Pertama, latar kota Jakarta. Kebanyakan novel yang saya baca
selama tahun ini tidak berlatar di Indonesia. Novel terakhir berlatar
Indonesia, tepatnya Jakarta, yang saya baca adalah Interlude Windry Ramadhina. Dan satu-satunya latar yang meyakinkan
di situ pun hanya ada ketika para tokohnya berlibur ke salah satu gugusan Pulau
Seribu. Jadi saat mendapati Jakarta dalam Elegi
Rinaldo, saya merasa latar itu digambarkan dengan segar. Tentu saja nama
perumahan Blue Valley tempat tinggal Rinaldo bukan yang saya bahas di sini.
Yang saya maksud adalah tempat-tempat lain, seperti lokasi kafe UNO, co-working space, kawasan Kemang, dan
Grand Indonesia. Lalu, kosan Jenny yang ada di suatu gang yang mulutnya dekat
dengan minimarket di kawasan Cilandak. Latar itu makin hidup dengan
komentar-komentar para tokohnya akan keadaan kota Jakarta yang diletakkan pada
adegan yang relevan. Mulai dari trotoar yang tidak bisa dipakai jalan kaki
karena digunakan tukang sate, pembangunan jalan layang yang entah kapan
beresnya, dan tentu saja kemacetan. Saya tidak ingat kapan terakhir kali
menikmati latar cerita sebagai sesuatu yang bisa berdiri sendiri. Jadi saya
menganggap sensasi ini sebagai suatu nilai tambah.
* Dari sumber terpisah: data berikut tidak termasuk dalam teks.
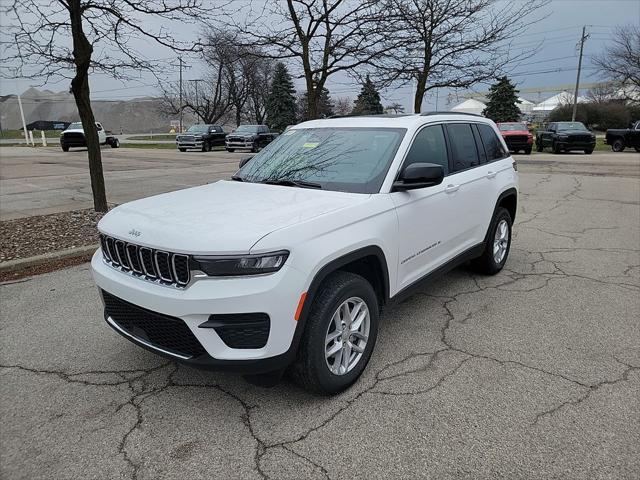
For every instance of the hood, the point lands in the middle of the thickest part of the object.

Kedua, adegan ciye-ciye alias adegan goda-goda romantis.
Adegan semacam ini bertaburan dalam Elegi
Rinaldo. Lihat saja ledekan antara Rinaldo dan Jenny di kafe UNO setelah
malam sebelumnya mereka berciuman karena terbawa suasana. Ada yang jadi ceria
‘gitu. Lihat juga obrolan mereka setelah Jenny mengunggah foto Rinaldo di
Instagram dan memberi keterangan berisi ledekan atas keseriusan ekspresinya.
Adegan-adegan semacam itu membuat tokoh-tokoh itu lebih terasa seperti orang
sungguhan yang tidak melulu memikirkan traumanya atau terlilit gairah cinta
yang sengit. Selain itu, tentu saja adegan semacam itu menjadi penyegar bagi
alur. Saya jadi penasaran dengan adegan-adegan serupa dalam karya-karya lain.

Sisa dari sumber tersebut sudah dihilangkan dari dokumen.